Son aylarda açık cezaevlerinden izinli çıkanların işledikleri suçların, dikkat çekici şekilde arttığı görülmektedir. Buna; cezaevlerinden izinli çıkanların, Haziran ayında İzmir’de boşandığı eşini ve kardeşini öldürmesi; Temmuz ayında Denizli’de iki kişinin pompalı tüfekle öldürülmesi; Taksim’de 23 yaşındaki genç mühendis Halit Ayar’ın bıçakla öldürülüp, arkadaşının yaralanması ve geçen hafta yine cezaevinden izinle çıkan bir kişinin, iki çocuğunun annesi eski eşini önce bıçaklayıp ardından çaydanlıkta ısıttığı kızgın yağı üzerine dökmesi örnekleri verilebilir. Bu nedenle açık cezaevlerine ayrılma ve izin uygulamasının yeniden gözden geçirilmesi gerçeği karşısında, mevcut uygulamada revizeler gerekmektedir.

Açık Ceza İnfaz Kurumlarına Ayrılma Yönetmeliği m.5’deki, kastlı suçlarda üç yıl, taksirli suçlarda beş yıl veya daha az hapis cezalarının doğrudan açık ceza infaz kurumunda çektirilebileceğine dair düzenleme, CeGTİK m.14/3’’de ki, “İlk defa suç işleyen ve iki yıl veya daha az süreyle hapis cezasına hükümlü bulunanların cezaları doğrudan açık ceza infaz kurumlarında yerine getirilebilirler” hükmüne aykırıdır. Kanuna aykırı bir yönetmelik olamayacağına göre, yapılması gereken CeGTİK m.14/3 hükmünü değiştirmek olmalıdır.

Kapalı kurumdan açık kuruma ayrılacak hükümlüler, Yönetmelik m.6’da düzenlenmektedir.
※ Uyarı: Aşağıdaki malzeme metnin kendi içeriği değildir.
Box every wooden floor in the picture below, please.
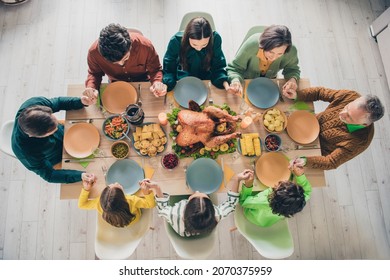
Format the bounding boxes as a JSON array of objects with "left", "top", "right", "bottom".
[{"left": 0, "top": 0, "right": 390, "bottom": 259}]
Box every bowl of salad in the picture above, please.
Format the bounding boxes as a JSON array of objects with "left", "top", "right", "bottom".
[{"left": 102, "top": 115, "right": 130, "bottom": 141}]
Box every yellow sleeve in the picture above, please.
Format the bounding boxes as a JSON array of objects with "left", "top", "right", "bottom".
[{"left": 79, "top": 188, "right": 100, "bottom": 210}]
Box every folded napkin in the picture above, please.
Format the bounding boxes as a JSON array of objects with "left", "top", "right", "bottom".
[
  {"left": 135, "top": 164, "right": 154, "bottom": 197},
  {"left": 144, "top": 164, "right": 154, "bottom": 179},
  {"left": 79, "top": 154, "right": 95, "bottom": 168},
  {"left": 217, "top": 160, "right": 236, "bottom": 191},
  {"left": 167, "top": 90, "right": 180, "bottom": 108}
]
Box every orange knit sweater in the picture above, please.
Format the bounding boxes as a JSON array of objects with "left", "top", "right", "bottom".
[{"left": 298, "top": 87, "right": 374, "bottom": 170}]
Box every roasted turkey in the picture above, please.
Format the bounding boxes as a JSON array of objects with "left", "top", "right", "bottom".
[{"left": 176, "top": 106, "right": 241, "bottom": 148}]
Buna göre; “ (1) Hükümlülerden;

  1. a) Toplam (Değişik RG-22/2/2017) cezaları on yıldan az olanlar bir ayını, on yıl ve yukarı olanlar ise onda birini kurumlarda infaz edip, iyi hâlli olan ve koşullu salıverilme tarihine yedi yıl veya daha az süre kalanlar[2],
  2. b) Müebbet hapis cezasına mahkûm olup, koşullu salıverilme tarihine beş yıl veya daha az süre kalanlar,
  3. c) Cezaları yüksek güvenlikli kapalı kurumlar veya diğer kapalı kurumların yüksek güvenlikli bölümlerinde infaz edilenlerden toplam cezalarının üçte birini bu kurumlarda iyi hâlli olarak geçiren ve koşullu salıverilme tarihine üç yıl veya daha az süre kalanlar, açık kurumlara ayrılabilir”.

ÖZEL İZİN, AÇIK CEZA İNFAZ KURUMLARINDA BULUNANLARLA KAPALI CEZA İNFAZ KURUMUNDA OLUP DA AÇIK CEZA İNFAZ KURUMLARINA AYRILMAYA HAK KAZANANLARA, AİLELERİYLE BAĞLARINI SÜRDÜRMELERİNİ VEYA GÜÇLENDİRMELERİNİ VE DIŞ DÜNYAYA UYUMLARINI SAĞLAMAK AMACIYLA KURUM EN ÜST ÂMİRİNİN ÖNERİSİ VE CUMHURİYET BAŞSAVCILIĞININ ONAYI İLE ÜÇ AYDA BİR OLMAK ÜZERE[3], HER DEFASINDA YOL HARİÇ ÜÇ GÜNE KADAR İZİN VERİLEBİLİR (CEGTİK M. 95).